Is the worst behind the stock market after a coronavirus-induced rout? No one knows for sure as officials attempt to restart economies from a self-imposed period of hibernation to curb the spread of the contagion.
However, a chart pairing the infections of the COVID-19 epidemic by growth rate and one of Wall Street’s most closely followed indicators of volatility implies that measures of both the public-health crisis and market volatility may have peaked, a potentially good sign for stock-market bulls.
The chart being circulated by Torsten Sløk, chief international economist at Deutsche Bank Securities, shows that the Cboe Volatility Index VIX, +0.84%, also known by its ticker symbol VIX, hit its apex on March 16 at 82.69, surpassing its high of 80 during 2008 financial crisis. The March 16 high was reached about a week before the Dow Jones Industrial Average DJIA, -0.13%, the S&P 500 index SPX, -0.52% and the Nasdaq Composite Index COMP, -1.40% all put in their bear-market lows in on March 23.
The VIX is based on options contracts in the coming 30-days pegged to the S&P 500, and tends to rise when stocks are falling and decline as markets rise.

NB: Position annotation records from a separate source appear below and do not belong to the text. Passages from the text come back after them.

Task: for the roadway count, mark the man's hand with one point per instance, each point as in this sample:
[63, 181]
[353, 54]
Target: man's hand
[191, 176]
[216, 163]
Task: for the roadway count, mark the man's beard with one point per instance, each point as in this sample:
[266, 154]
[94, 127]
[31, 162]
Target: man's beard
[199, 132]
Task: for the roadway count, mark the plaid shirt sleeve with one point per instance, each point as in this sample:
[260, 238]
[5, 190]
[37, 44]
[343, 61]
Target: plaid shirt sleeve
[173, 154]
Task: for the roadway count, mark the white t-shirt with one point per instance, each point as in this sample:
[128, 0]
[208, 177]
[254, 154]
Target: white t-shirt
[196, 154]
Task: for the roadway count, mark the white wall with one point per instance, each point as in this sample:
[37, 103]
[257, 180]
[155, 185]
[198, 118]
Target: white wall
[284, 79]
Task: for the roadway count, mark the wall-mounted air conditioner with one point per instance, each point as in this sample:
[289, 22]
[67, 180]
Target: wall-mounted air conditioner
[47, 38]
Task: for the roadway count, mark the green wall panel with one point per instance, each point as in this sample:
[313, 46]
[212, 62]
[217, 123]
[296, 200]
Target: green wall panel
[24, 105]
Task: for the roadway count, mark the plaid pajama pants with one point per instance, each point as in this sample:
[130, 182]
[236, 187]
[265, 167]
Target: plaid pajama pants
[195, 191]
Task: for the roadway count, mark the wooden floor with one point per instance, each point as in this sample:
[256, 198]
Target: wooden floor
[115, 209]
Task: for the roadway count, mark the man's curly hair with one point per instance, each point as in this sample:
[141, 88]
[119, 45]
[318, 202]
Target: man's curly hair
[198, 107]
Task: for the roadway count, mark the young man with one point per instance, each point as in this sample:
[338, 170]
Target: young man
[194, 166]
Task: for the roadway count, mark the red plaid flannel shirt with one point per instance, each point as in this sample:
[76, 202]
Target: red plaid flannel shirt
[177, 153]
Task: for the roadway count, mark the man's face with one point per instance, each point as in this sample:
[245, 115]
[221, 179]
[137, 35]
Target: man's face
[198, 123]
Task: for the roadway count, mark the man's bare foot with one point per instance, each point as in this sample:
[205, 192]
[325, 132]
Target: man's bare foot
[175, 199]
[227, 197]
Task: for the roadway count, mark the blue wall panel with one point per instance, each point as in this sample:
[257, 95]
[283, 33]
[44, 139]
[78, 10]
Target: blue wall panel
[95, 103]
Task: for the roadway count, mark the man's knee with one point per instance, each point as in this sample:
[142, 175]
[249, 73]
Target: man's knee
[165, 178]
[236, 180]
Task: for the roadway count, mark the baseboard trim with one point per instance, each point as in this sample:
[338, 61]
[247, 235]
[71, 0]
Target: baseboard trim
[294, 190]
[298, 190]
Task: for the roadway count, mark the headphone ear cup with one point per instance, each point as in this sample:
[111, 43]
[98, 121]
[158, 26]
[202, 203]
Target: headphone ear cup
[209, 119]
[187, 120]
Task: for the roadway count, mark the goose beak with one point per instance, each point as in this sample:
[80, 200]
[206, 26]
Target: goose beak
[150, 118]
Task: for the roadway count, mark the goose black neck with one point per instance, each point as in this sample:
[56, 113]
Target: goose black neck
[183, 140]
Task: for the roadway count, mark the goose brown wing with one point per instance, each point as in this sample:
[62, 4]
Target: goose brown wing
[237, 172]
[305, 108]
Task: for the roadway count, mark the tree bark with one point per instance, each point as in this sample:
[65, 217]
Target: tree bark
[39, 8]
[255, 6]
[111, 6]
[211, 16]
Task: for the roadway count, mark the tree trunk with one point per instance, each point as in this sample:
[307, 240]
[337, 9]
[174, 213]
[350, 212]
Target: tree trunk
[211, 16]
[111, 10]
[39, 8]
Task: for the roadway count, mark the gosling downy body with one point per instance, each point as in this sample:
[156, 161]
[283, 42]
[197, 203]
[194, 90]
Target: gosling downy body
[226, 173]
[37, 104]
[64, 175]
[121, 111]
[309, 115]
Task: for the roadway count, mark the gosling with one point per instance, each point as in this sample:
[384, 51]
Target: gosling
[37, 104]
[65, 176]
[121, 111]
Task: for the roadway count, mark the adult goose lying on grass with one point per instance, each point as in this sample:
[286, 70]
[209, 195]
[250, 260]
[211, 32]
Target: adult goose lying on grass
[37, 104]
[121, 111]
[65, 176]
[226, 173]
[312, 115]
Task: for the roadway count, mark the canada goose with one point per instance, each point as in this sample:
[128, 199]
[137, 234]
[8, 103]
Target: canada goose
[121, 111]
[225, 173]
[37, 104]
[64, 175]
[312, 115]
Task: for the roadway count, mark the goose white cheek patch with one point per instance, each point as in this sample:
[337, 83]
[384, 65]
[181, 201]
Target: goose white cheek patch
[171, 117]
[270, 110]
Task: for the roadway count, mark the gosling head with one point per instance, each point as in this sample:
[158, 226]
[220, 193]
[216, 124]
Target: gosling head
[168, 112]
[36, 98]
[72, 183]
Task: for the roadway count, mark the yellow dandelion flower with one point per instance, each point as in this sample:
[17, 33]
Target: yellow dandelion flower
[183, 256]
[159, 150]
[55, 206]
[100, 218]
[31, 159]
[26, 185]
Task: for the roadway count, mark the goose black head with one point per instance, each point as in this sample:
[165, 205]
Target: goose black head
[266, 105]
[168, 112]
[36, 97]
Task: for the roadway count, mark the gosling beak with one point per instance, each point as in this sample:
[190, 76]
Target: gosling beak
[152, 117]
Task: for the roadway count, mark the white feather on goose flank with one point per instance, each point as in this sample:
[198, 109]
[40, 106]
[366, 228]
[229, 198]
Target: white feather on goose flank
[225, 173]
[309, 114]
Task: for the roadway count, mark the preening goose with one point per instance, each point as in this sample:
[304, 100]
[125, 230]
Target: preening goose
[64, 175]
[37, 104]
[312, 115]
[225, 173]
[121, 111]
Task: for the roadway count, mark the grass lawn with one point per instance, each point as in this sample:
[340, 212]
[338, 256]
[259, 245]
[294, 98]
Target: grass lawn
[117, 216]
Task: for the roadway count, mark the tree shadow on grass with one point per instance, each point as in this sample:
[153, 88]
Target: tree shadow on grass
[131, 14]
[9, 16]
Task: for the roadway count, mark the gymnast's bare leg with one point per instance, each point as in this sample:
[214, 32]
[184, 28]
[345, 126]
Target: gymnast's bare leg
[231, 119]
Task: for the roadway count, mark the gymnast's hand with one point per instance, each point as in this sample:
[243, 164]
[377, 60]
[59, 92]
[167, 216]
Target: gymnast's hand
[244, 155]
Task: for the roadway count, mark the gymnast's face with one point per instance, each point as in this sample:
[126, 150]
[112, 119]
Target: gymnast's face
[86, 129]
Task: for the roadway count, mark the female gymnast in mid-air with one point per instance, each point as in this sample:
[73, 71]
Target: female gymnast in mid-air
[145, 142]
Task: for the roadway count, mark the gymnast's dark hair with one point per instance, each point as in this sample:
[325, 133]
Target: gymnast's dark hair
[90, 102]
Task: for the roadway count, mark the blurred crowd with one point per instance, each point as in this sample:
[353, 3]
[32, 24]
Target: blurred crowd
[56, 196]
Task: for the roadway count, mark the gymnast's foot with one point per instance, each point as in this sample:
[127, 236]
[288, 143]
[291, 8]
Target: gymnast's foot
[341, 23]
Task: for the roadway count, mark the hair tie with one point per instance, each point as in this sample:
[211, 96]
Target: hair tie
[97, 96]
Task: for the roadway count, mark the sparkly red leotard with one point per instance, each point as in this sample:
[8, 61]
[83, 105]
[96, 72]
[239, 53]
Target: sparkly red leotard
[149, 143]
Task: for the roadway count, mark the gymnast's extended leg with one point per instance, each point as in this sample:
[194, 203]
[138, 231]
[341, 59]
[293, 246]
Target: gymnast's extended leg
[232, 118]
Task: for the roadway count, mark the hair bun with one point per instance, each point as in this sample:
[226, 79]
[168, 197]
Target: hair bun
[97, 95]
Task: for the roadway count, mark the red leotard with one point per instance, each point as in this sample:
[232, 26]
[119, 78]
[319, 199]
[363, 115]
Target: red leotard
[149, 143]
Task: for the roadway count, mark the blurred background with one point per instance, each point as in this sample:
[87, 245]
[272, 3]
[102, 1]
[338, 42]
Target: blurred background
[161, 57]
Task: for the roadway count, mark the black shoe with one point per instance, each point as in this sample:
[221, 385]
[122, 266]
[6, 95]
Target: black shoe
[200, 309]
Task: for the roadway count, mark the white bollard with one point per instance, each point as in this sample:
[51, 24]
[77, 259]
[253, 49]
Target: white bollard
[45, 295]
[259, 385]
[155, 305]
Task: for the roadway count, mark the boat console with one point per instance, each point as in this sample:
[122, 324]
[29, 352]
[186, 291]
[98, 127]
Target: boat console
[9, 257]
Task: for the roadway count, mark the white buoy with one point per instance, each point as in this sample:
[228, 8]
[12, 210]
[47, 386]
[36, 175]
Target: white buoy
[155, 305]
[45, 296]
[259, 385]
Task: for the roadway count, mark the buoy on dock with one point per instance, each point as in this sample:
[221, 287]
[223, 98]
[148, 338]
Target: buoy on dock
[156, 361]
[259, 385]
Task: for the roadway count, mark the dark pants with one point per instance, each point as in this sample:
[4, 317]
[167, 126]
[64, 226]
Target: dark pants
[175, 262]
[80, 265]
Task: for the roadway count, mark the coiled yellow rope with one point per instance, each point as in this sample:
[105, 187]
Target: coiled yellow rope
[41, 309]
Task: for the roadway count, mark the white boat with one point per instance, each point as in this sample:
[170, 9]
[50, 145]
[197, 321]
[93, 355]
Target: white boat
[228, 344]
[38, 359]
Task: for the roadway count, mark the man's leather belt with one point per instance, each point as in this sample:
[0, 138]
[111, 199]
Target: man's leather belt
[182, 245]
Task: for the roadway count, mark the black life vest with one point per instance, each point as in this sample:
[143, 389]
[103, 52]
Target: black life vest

It is often viewed as a gauge of market expectations for the coming month and tends to be used as a hedge against the prospect of declines in the stock market, because assets tend to fall faster than they rise.
Sløk’s chart illustrates that one measure—number of countries with a growth rate of infections of COVID-19 that are higher than 5%—signals that the virus that has infected more than 3 million people worldwide, and more than 1 million in the U.S. alone, may have reached a peak in late March to early April (see attached chart):
Far from being the final word, the graphic of the VIX and global infection rates from the novel strain of coronavirus may provide cold comfort to countries still wrestling with the disease.
Dr. Anthony Fauci, the nation’s top infectious disease expert, on Tuesday struck a relatively optimistic note about the outlook of the virus. He said he was “cautiously optimistic” that a vaccine to stop the coronavirus will be known “by this coming winter.”
That said, Fauci still holds the view that the virus will return in the winter even if it subsides in the summer and fall.